Monthly Archives: February 2010

Pees be with you

A very suggestive title you say? Cheap marketing gimmick? The author is a demented fool with sloppy thoughts and nothing better to do but bore the world with his non-sense?

Yes to all the above please.

Everyone, at some point in time, has given their bit to research. Am not talking about the questionable donation of Rs.10 made towards some random NGO. No sir. I talk about giving up something that is all yours. Something that you are forced to give and yet something that you cannot force out of yourself (I speak for the majority here).

A visit to the hospital does not always warrant a ‘sample’ but on occasions when the doctor feels that you are in fact the most boring noob, you will be forced to donate a wee (hehe.its a pun) bit of yourself . Its not the thing that they can prick (sorry for the adult content folks) out of you, nor is it the kind where you are in a ravana like situation with the role of rama being played to perfection by the lab attendant when they say “Indru poi naalai thaa  vaa (Go today and give come tomorrow)”

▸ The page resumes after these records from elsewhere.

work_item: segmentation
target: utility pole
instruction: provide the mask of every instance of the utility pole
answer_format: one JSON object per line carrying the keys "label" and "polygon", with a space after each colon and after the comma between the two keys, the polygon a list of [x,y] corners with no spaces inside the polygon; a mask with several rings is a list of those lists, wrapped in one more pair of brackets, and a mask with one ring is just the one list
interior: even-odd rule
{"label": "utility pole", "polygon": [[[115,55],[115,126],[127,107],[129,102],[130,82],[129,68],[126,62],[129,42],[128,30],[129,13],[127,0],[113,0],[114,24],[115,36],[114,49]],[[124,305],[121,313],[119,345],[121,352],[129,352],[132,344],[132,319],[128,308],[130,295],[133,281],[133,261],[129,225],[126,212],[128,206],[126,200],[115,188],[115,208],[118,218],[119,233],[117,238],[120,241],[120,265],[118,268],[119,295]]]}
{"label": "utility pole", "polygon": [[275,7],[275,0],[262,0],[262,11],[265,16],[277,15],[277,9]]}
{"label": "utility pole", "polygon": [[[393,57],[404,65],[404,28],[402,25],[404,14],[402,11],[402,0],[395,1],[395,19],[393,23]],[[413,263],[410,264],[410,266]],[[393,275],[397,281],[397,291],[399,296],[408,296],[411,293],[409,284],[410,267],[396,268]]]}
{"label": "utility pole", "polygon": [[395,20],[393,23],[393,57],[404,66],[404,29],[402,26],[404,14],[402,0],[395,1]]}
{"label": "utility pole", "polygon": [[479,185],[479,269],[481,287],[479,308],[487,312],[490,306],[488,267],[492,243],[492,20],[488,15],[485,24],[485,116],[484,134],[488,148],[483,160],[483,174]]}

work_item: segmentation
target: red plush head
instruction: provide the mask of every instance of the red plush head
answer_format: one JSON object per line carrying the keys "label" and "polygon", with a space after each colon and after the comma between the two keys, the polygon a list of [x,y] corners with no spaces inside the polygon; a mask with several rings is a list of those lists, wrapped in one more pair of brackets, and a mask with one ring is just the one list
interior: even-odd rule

Encounter of the third kind it is. You are given a small plastic bottle, named after you, clandestinely wrapped in a tissue paper by the lab attendant who tries to hold a straight face while directing you to the restroom (an oscar winning performance.wah! wah!). Your cheeks flush and all of a sudden you feel extremely conscious. You quickly hide the bottle from public view and walk about nonchalantly. Thats when the attendant readily offers to maanathavaangify (take your respect and treat it like a piece of used tissue) by raising their voice and saying “Sir.Bathroom this way”

However quickly you try to regain your composure and glare at the attendant, its of no use. Your secret identity and more damagingly(word alert-code red) the purpose of your visit is now public knowledge. You hurry to the restroom, find an empty slot, lock yourself in, aim and fire. Then you quickly close the lid shut, wash and wipe your hands (not optional gentlemen) and get out. This is when you bring out the James Bond in you. Neither can you rush to the attendant nor can you hold on to the sample for too long. You have to hand over the container to the attendant a) without looking too eager , and b) without being watched. When you hand over the can to the attendant don’t miss an encore of the award winning performance (without your notice the attendant has suddenly put on a pair of latex gloves, they also keep a large supply of sanitizer on stand by, for emergencies).

Congratulations, you are done with yet another humiliating phase of life. But wait a minute, that was not the intention of this post. I actually wanted to share a trivia with you. Did you know that the deposit has an expiry period of 30 minutes. YES!!!  30 minutes, just about enough time to startup  Windows Vista.

Alas, my selfless nature forbids me from taking credit for your increase in intelligence. Happy valentines day.